I've only seen this on one cluster, but let's not issue repops during
scrub on objects where the object_info_t::soid value is not correct.
The cluster in question has been through many different non-release
kernels and osd versions, so the objects presumably came about due to an
old xfs or filestore bug. They recently became fatal since we made
filestore crash on ENOENT for setattrs.
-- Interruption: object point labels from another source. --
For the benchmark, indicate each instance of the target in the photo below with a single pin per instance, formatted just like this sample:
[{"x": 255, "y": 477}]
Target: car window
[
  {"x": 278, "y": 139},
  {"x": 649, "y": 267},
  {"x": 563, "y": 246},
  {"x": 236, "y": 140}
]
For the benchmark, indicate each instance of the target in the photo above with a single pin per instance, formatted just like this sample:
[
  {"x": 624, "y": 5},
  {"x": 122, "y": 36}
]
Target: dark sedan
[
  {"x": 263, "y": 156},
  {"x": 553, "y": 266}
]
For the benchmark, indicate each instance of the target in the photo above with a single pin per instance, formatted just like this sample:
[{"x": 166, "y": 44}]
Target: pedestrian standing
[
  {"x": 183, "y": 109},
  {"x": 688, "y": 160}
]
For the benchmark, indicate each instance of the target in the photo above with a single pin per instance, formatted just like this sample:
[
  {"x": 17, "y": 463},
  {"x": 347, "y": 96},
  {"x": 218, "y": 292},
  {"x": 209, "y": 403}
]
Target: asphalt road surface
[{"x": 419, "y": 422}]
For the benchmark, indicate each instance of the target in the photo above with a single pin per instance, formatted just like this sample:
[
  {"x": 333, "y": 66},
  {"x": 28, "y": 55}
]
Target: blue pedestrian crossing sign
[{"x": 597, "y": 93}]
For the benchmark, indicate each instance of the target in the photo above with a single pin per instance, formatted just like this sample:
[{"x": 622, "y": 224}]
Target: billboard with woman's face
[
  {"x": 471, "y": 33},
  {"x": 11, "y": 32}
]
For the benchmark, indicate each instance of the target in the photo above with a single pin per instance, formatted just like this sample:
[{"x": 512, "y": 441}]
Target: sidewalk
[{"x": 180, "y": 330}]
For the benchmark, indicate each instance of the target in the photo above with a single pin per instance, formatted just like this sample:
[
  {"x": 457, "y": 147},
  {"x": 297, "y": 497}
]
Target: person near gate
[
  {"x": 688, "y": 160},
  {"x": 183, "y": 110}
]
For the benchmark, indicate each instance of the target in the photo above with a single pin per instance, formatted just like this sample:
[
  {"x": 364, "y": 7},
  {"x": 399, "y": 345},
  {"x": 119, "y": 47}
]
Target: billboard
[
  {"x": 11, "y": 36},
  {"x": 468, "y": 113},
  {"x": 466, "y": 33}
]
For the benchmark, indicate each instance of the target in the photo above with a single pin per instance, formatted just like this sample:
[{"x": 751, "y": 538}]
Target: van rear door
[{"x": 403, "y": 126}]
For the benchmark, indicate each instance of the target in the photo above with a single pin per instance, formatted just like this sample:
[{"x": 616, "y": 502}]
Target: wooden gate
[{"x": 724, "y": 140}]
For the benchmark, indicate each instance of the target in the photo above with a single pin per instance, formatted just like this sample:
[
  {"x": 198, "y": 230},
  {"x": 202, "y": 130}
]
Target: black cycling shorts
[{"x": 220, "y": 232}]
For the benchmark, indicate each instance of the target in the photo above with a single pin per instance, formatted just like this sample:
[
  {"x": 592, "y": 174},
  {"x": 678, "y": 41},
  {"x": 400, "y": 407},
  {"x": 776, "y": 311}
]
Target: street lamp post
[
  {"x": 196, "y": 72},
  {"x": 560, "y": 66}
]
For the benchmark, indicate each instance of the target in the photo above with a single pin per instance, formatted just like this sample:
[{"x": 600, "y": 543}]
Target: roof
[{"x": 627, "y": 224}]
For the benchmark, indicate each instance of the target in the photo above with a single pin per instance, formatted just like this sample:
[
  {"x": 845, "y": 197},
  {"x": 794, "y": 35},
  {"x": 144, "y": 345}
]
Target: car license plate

In the past, the cluster just
silently tolerated them.
http://tracker.ceph.com/issues/18409 is a larger feature to detect these
better and repair them automatically.
Related: http://tracker.ceph.com/issues/18409
Signed-off-by: Samuel Just <sjust@redhat.com>
continue;
dout(10) << __func__ << " recording digests for " << p->first << dendl;
ObjectContextRef obc = get_object_context(p->first, false);
- assert(obc);
+ if (!obc) {
+ osd->clog->error() << info.pgid << " " << mode
+ << " cannot get object context for "
+ << p->first;
+ continue;
+ } else if (obc->obs.oi.soid != p->first) {
+ osd->clog->error() << info.pgid << " " << mode
+ << " object " << p->first
+ << " has a valid oi attr with a mismatched name, "
+ << " obc->obs.oi.soid: " << obc->obs.oi.soid;
+ continue;
+ }
OpContextUPtr ctx = simple_opc_create(obc);
ctx->at_version = get_next_version();
ctx->mtime = utime_t(); // do not update mtime